This episode: Light increases the growth even of some bacteria that don't harvest its energy!
Download Episode (9.0 MB, 9.75 minutes) Show notes: Microbe of the episode: Methylococcus thermophilus News item Takeaways Light from the sun is one of the fundamental sources of energy for life on this planet. Plants and other phototrophs—photosynthetic organisms that get their energy mainly from light—form the foundation of the food web, and organisms that feed on them or that feed on organisms that feed on them are all dependent on the ability to capture the sun's rays. There are other ways to benefit directly from the sun's energy, besides photosynthesis—some microbes have enzymes that use light energy to repair damage to DNA (the same damage that is caused by ultraviolet light), and we use sunlight to synthesize vitamin D. In this study, however, microbes are discovered to grow faster in the presence of light despite not being phototrophs or producing any light-harvesting proteins.
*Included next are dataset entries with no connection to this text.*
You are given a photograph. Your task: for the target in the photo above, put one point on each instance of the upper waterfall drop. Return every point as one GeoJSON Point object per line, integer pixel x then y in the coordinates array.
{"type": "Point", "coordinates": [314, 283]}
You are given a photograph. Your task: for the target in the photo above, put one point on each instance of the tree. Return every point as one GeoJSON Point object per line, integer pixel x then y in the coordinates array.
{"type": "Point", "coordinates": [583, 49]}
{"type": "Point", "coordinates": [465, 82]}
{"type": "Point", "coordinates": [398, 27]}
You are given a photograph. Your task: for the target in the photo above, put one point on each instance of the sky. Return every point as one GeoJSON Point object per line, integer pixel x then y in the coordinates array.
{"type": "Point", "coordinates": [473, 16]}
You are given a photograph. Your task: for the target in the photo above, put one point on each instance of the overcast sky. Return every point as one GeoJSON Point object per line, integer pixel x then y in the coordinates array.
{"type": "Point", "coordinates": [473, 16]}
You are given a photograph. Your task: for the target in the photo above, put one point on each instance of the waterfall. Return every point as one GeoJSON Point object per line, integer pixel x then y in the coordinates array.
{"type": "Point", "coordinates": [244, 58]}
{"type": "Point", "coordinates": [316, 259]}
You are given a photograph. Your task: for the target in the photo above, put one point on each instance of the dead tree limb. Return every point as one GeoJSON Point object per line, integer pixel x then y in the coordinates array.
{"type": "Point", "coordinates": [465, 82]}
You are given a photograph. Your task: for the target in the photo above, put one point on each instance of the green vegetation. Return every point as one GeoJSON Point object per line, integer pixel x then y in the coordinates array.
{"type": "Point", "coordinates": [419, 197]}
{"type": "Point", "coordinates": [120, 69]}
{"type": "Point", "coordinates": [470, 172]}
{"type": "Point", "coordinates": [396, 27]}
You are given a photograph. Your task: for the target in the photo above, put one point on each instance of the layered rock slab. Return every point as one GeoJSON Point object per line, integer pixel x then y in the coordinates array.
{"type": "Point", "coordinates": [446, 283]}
The scientists discover some possible light-sensing proteins, though, that could regulate these microbes' behavior, allowing them to synchronize their growth cycles to phototroph partners in aquatic environments.
Journal Paper: Maresca JA, Keffer JL, Hempel P, Polson SW, Shevchenko O, Bhavsar J, Powell D, Miller KJ, Singh A, Hahn MW. Light modulates the physiology of non-phototrophic Actinobacteria. J Bacteriol JB.00740-18.